The crowd waited expectantly as Joe took a sip of his coffee, the cup that had been placed on the desk, and Joe then looked out at them.
“I’ll see you all opening night,” he said. Then he’d looked at one person in front of him, a young man wearing a plaid shirt, and said “Check your shirt pocket.”
The guy had looked, and pulled out a ticket, identical to the tickets that Joe had given Conan. He’d gasped, surprised. The remainder of the audience had sat, wondering: Is that the trick?
Jackie watched now, as Joe finished whatever he’d been mentally thinking about and began walking backwards in a crouch, chalk touched to the stage. It was, more or less, in the center of the stage and he traced a line from the back wall up towards the front. She was sure he was doing some kind of act for her but she held her breath anyway, waiting to see. As he got near the center of the stage, she noticed that the chalk line was perfectly straight. And she noticed that Joe’s hands were darker – sunburnt seeming.
“You,” Joe had said on the show last night. He’d pointed to a woman on the aisle, a little further back. “Check your purse.” The woman had opened her purse and pulled out a ticket, seeming genuinely wondrous, holding it up and laughing. Jackie wondered: How’d he get those people in the audience? Had he been talking to the crowds lined up outside. “You’ll want to go get tickets for all seven shows,” Joe told the lady as the camera man zoomed in on her smile and surprised expression.
Then Joe had turned back to Conan. “Not bad, right?”

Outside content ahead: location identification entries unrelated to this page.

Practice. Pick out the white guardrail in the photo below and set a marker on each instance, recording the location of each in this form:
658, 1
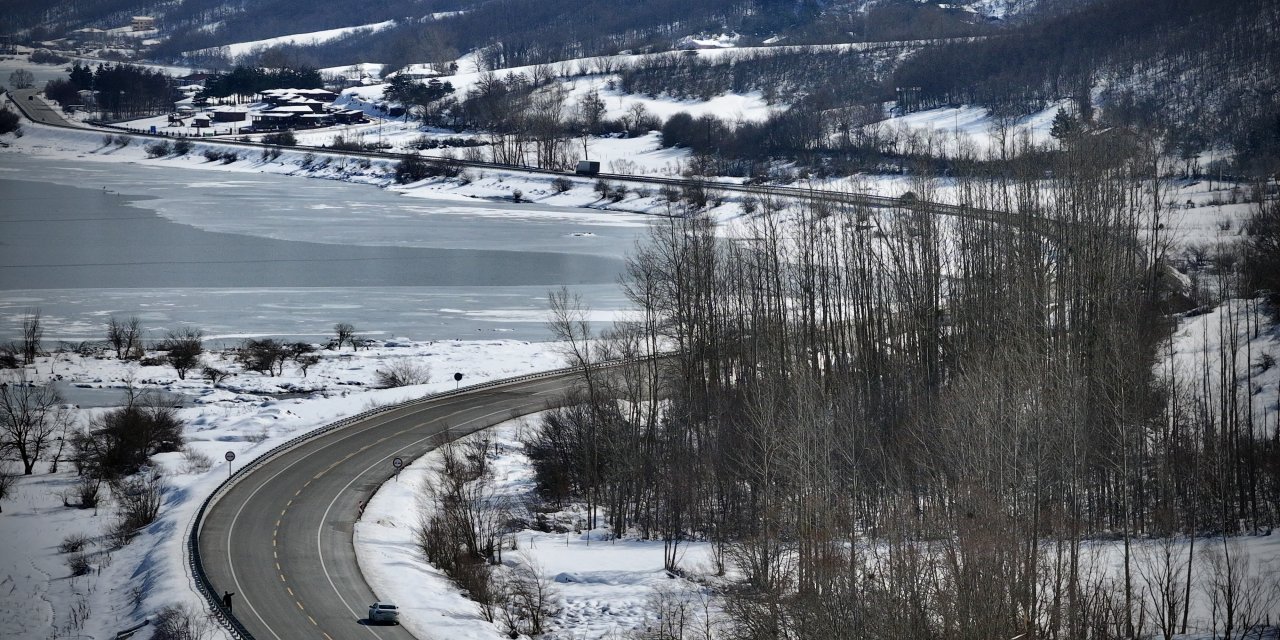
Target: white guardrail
197, 572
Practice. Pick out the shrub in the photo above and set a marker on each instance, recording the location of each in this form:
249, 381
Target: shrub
9, 120
140, 497
213, 374
78, 563
159, 149
73, 543
181, 622
282, 138
1262, 254
88, 492
120, 442
195, 462
402, 373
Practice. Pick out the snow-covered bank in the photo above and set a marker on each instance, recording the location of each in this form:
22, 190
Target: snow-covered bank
606, 586
39, 595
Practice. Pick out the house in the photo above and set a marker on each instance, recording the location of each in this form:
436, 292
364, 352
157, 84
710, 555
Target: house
228, 114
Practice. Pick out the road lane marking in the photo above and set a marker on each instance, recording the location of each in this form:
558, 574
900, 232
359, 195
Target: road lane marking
346, 435
324, 517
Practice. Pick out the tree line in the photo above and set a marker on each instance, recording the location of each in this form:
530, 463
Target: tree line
894, 425
120, 91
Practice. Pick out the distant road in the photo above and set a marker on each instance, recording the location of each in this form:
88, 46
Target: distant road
280, 539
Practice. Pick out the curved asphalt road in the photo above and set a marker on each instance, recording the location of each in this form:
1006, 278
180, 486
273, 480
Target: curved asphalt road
282, 538
36, 109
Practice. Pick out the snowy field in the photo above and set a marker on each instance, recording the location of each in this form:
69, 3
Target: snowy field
315, 37
606, 586
40, 598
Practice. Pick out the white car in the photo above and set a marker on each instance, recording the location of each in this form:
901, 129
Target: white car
383, 612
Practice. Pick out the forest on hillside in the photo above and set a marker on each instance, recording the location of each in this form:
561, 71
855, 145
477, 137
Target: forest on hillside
896, 425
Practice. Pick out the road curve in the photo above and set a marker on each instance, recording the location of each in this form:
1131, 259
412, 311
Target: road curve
280, 539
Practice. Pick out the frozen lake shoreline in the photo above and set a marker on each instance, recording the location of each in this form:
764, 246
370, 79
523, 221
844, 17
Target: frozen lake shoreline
275, 255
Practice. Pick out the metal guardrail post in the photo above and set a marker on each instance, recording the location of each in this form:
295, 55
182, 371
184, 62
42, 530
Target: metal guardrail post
206, 589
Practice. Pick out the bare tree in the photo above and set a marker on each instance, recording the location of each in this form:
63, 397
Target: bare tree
7, 481
124, 337
183, 348
32, 417
402, 373
344, 333
22, 78
529, 598
32, 334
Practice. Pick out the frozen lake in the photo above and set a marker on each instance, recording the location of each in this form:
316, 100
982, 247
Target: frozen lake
257, 254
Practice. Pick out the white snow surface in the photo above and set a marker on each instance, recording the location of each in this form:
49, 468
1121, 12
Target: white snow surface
314, 37
604, 584
37, 595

“Well,” Conan said, not wanting to cast aspersions on his guest, but Joe hadn’t listened and instead had turned to the audience. “He’s not convinced,” Joe said, loudly. He’d turned towards the band. “Max – why don’t you guys all check your wallets?” Max had looked confused but had pulled his wallet out.
Before he could get it open, the guitarist had said:“Hey!” and his yelp of surprise was genuine. Jackie could hear it. The other band members, too, each had a ticket in their wallet. As the audience clapped, hesitantly, not sure if this was part of a gag or a set-up, Joe had turned and said:
“Still not convinced? Everyone: Check your pockets and wallet and purse.”
There’d been a rustle and mumble and shuffling and one by one surprised gasps or hollers or Heys! Or Wow and then a groundswell of applause had come up as people realized that they, too, had tickets, and they were not part of any act or set up or gimmick. Jackie had watched, backstage, and had, on the spur of the moment, checked her own jeans pocket.
She’d had no ticket.
She watched now as Joe continued crouch-walking backwards towards the front of the stage, tracing his line, his eyes closed, she saw, his hands definitely sunburnt. She looked at the case again. Powder? Spray-tan in the case? He was tricking her.
One, two, three steps more and Joe stood up and opened his eyes, the chalk line traced all the way to the front of the stage. “There,” he said, and looked over at Jackie. “Now, you were saying?” He asked, casually.
Jackie looked from the chalk line to him and then dropped her clipboard. “What…” she said, bending to pick it up and walking over to him.
“What?” Joe said.
Jackie pointed down and said “How are you doing that?”
They both looked down, then, and saw what had startled Jackie: In drawing the line, Joe had backed up and backed up until he’d ended up where he was now: Standing, chalk in one sunburnt hand and the other empty, but not on the stage.
Instead, he was two feet off the stage, floating in thin air.
Joe looked down and then back up and said “A magician never reveals his secrets.”